The Dialog Corporation, now a subsidiary of Thomson Corp., has announced a Web portal for professional searchers that provides customizable access to industry information and news and to Dialog's products and services. The Info Pro Portal (http://www.dialog.com/infopro) was reportedly designed with input from information professionals.
"We created an easy-to-use portal that can be personalized to meet the unique needs of each user," said Betty Jo Hibberd, Dialog's information professional market manager. "It's one way of adding value for our most important customers, and the portal will continue to evolve as they provide feedback." Hibberd will be monitoring comments and overseeing ongoing enhancements to the portal.
If it seems like the word portal is everywhere these days, it is! We've been portalized. My ISP, and probably most others, offers a personalized start page with weather, news categories, stock reports, and favorite links. You can have your own MyExcite, MyLycos, or MyNetscape. Then there are all the vertical portals, or vortals. Customization and personalization have definitely become essential functions for any Web product or service, and Dialog has been trying to keep pace with the Web environment.
While the press release doesn't mention it, the Info Pro Portal joins several other portals available from Dialog: Dialog Business (http://www.dialog.com/business), Dialog Science (http://www.dialog.com/science), Dialog Technology (http://www.dialog.com/technology), and PowerPortal (actually Open Access to DialogSelect; see the Oct. 11, 1999 NewsBreak by Mary Ellen Bates, "Dialog Offers Pay-Per-View"). These portals made their debut last October when Dialog joined with Netscape to combine Dialog's content with consumer content and custom portal services in Netscape's Custom NetCenter.
The Info Pro Portal's layout and interface are very similar to the others as offered directly on MyNetscape. There are three zones of information in Dialog Info Pro. One zone focuses on general resources for information professionals, offering a very selective and eclectic but useful mix of links. It includes career information and job listings, a currency exchange tool, links to a handful of government sites, links to magazines and resources (including the Information Today, Inc. Web site), links to some pages with country-specific information, and a few handy lookup tools like Peterson's, ZIP and area code lookups, and the World Fact Book.
The middle zone provides continuous updates about Dialog products and future development plans, as well as a quick link to DialogWeb for subscribers. It also offers free searching of Dialog resources for non-subscribers, with pay-per-document access and credit card billing. The search categories are those in DialogSelect: Business & News, Environment, Engineering, Intellectual Property, Medicine, etc. Users can also search the Web with the WebCheck engine and can request company OutSmart Reports (costing $100 each for a complete in-depth report). (See the May 30, 2000 NewsBreak "Dialog Gets Smart with Outsmart Company Profiles.")
The third zone features Dialog resources for the information professional, including free access to Dialog's Journal Name Finder file and links to SolutionBase, Dialog's online customer support tool for frequently asked questions, search solutions, tips, and technical support. Users can also access an online discussion group, "A Dialogue for Information Professionals."
Users can also opt to include other customary portal tools, such as stock quotes, weather, travel, business and people finders, and links to Web search engines.

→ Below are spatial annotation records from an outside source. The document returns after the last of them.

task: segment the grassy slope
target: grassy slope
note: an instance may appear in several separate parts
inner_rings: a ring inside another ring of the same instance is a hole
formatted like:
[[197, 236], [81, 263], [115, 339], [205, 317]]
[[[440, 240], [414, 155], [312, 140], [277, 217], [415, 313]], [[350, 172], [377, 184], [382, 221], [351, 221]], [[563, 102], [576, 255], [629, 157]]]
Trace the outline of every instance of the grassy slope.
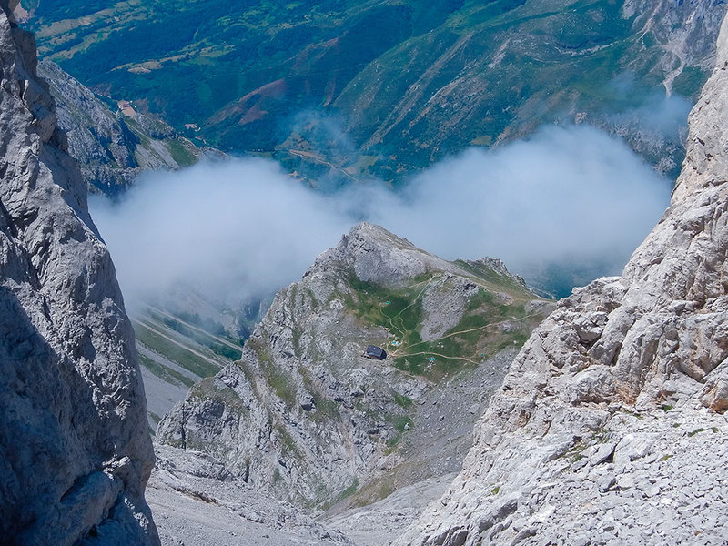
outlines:
[[520, 348], [543, 318], [526, 312], [526, 303], [535, 297], [512, 279], [485, 268], [471, 268], [470, 272], [479, 287], [477, 295], [470, 298], [458, 325], [431, 341], [423, 341], [419, 333], [424, 318], [422, 295], [440, 274], [412, 279], [397, 289], [352, 276], [353, 292], [344, 301], [365, 324], [386, 328], [394, 336], [377, 341], [386, 347], [396, 368], [438, 382], [477, 366], [506, 347]]
[[[472, 143], [641, 104], [659, 44], [610, 0], [43, 2], [41, 50], [224, 149], [394, 179]], [[376, 29], [373, 32], [372, 29]], [[634, 76], [629, 93], [610, 83]], [[692, 96], [705, 75], [689, 69]], [[174, 92], [170, 92], [173, 90]], [[301, 111], [321, 116], [297, 116]], [[329, 126], [340, 120], [353, 142]]]

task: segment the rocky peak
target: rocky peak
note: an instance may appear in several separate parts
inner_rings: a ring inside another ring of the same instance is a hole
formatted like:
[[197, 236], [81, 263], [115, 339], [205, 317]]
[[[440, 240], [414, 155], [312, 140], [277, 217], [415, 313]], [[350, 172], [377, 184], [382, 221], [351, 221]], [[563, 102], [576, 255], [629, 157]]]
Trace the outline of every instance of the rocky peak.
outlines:
[[16, 5], [0, 1], [0, 536], [156, 544], [134, 334]]
[[[672, 201], [534, 331], [450, 491], [398, 544], [720, 544], [728, 483], [728, 24]], [[708, 434], [703, 434], [708, 432]]]
[[[193, 387], [158, 441], [212, 453], [306, 507], [366, 503], [457, 470], [510, 348], [548, 307], [472, 264], [355, 227], [276, 296], [241, 360]], [[387, 358], [365, 358], [369, 345]]]

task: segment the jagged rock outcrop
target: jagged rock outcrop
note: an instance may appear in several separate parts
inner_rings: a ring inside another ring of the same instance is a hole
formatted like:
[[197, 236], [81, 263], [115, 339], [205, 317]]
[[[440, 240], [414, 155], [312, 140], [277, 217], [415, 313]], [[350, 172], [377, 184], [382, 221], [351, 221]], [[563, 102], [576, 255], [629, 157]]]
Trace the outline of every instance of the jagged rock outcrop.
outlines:
[[89, 89], [50, 61], [38, 73], [56, 99], [58, 126], [79, 163], [89, 189], [116, 196], [144, 170], [175, 169], [205, 156], [221, 156], [198, 148], [172, 127], [140, 112], [115, 113]]
[[450, 491], [397, 544], [724, 544], [728, 23], [670, 207], [514, 360]]
[[156, 544], [134, 334], [16, 4], [0, 1], [0, 541]]
[[[512, 359], [502, 349], [548, 307], [490, 264], [360, 224], [278, 294], [241, 360], [193, 387], [157, 441], [307, 507], [457, 471]], [[369, 344], [390, 356], [363, 358]]]

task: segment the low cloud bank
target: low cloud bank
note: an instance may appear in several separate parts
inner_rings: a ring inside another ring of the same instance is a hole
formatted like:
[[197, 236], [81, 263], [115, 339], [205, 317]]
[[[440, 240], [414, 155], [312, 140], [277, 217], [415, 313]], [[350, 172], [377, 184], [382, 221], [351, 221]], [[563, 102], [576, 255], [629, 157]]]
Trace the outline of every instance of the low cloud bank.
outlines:
[[369, 182], [324, 196], [273, 162], [235, 159], [149, 173], [121, 202], [91, 207], [127, 299], [185, 284], [233, 302], [298, 279], [362, 219], [446, 258], [615, 274], [671, 189], [622, 141], [551, 126], [442, 161], [397, 192]]

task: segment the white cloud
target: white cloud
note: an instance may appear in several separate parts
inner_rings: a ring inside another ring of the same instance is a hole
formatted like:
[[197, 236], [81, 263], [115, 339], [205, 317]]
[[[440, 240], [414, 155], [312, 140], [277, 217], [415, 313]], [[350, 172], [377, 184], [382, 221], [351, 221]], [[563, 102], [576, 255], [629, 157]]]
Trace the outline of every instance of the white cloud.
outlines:
[[447, 258], [497, 257], [515, 272], [599, 262], [612, 274], [670, 190], [622, 141], [551, 126], [442, 161], [397, 192], [372, 182], [324, 196], [275, 163], [234, 159], [149, 173], [122, 202], [91, 206], [127, 298], [183, 282], [241, 299], [298, 279], [361, 218]]

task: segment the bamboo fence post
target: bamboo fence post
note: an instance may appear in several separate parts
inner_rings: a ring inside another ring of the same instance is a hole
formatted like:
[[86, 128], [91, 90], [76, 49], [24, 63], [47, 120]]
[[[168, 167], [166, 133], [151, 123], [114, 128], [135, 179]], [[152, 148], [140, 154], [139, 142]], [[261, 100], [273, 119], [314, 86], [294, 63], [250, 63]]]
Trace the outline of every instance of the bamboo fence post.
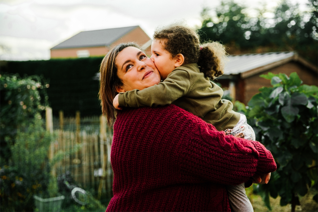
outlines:
[[[102, 189], [103, 187], [104, 181], [105, 180], [106, 175], [106, 166], [107, 163], [107, 153], [106, 144], [107, 136], [106, 130], [106, 119], [105, 117], [101, 116], [100, 117], [100, 159], [102, 159], [101, 163], [102, 164], [102, 174], [100, 177], [100, 181], [99, 186], [98, 187], [98, 194], [97, 198], [100, 199], [100, 196], [101, 194]], [[104, 185], [106, 187], [106, 185]]]
[[[64, 113], [63, 110], [60, 110], [59, 112], [59, 119], [60, 130], [59, 131], [59, 145], [60, 148], [62, 151], [65, 152], [65, 140], [63, 139], [63, 129], [64, 129]], [[61, 167], [60, 169], [63, 172], [65, 172], [65, 162], [66, 159], [66, 156], [64, 155], [63, 160], [59, 163], [60, 166]]]
[[64, 113], [63, 110], [60, 110], [59, 112], [60, 121], [60, 129], [63, 131], [64, 128]]
[[[80, 144], [80, 111], [78, 110], [76, 111], [76, 144]], [[80, 160], [79, 158], [79, 151], [76, 152], [75, 154], [75, 159], [74, 160], [75, 163], [76, 164], [75, 168], [75, 180], [78, 181], [80, 179], [79, 174], [79, 165], [80, 164]]]
[[88, 172], [87, 165], [88, 164], [87, 160], [87, 141], [89, 139], [89, 135], [86, 134], [86, 132], [84, 131], [83, 132], [83, 147], [82, 148], [82, 173], [83, 173], [83, 186], [85, 187], [87, 187], [87, 182]]
[[109, 137], [107, 138], [107, 183], [108, 196], [111, 197], [113, 187], [112, 185], [111, 174], [112, 167], [110, 163], [110, 152], [112, 147], [112, 139]]
[[91, 158], [90, 159], [91, 171], [90, 176], [91, 178], [91, 186], [93, 187], [95, 187], [95, 178], [94, 176], [94, 170], [95, 169], [95, 166], [94, 166], [95, 160], [94, 158], [94, 144], [95, 142], [95, 134], [94, 133], [92, 135], [91, 139], [92, 140], [89, 145], [89, 155]]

While these could be handy for those who want to use Dialog Info Pro as their home page, I'd like to see more emphasis on industry news with additional resources and possibly a small archive of stories, maybe a week's worth or two.
Of course, there's room for other improvements, especially if the site is measured against Barbara Quint's recommendations for the Perfect Portal for Perfect Information Professionals. (See her Quint's Online columns in the January and February 2000 issues of Information Today.) I'm sure Barbara would want to add archives of (or at least links to) important listservs and newsgroups, and more directories and resource information, a site map and search, and more.
However, this is not a general industry portal. It is Dialog's portal, with the main emphasis on streamlining access to its own products and services. Dialog has had a skills development program called Quantum that provides a mixture of tools and resources to help information and knowledge workers evolve professionally and gain support from decision makers in their organizations. The Info Pro Portal now augments that support for Dialog's information professional customers.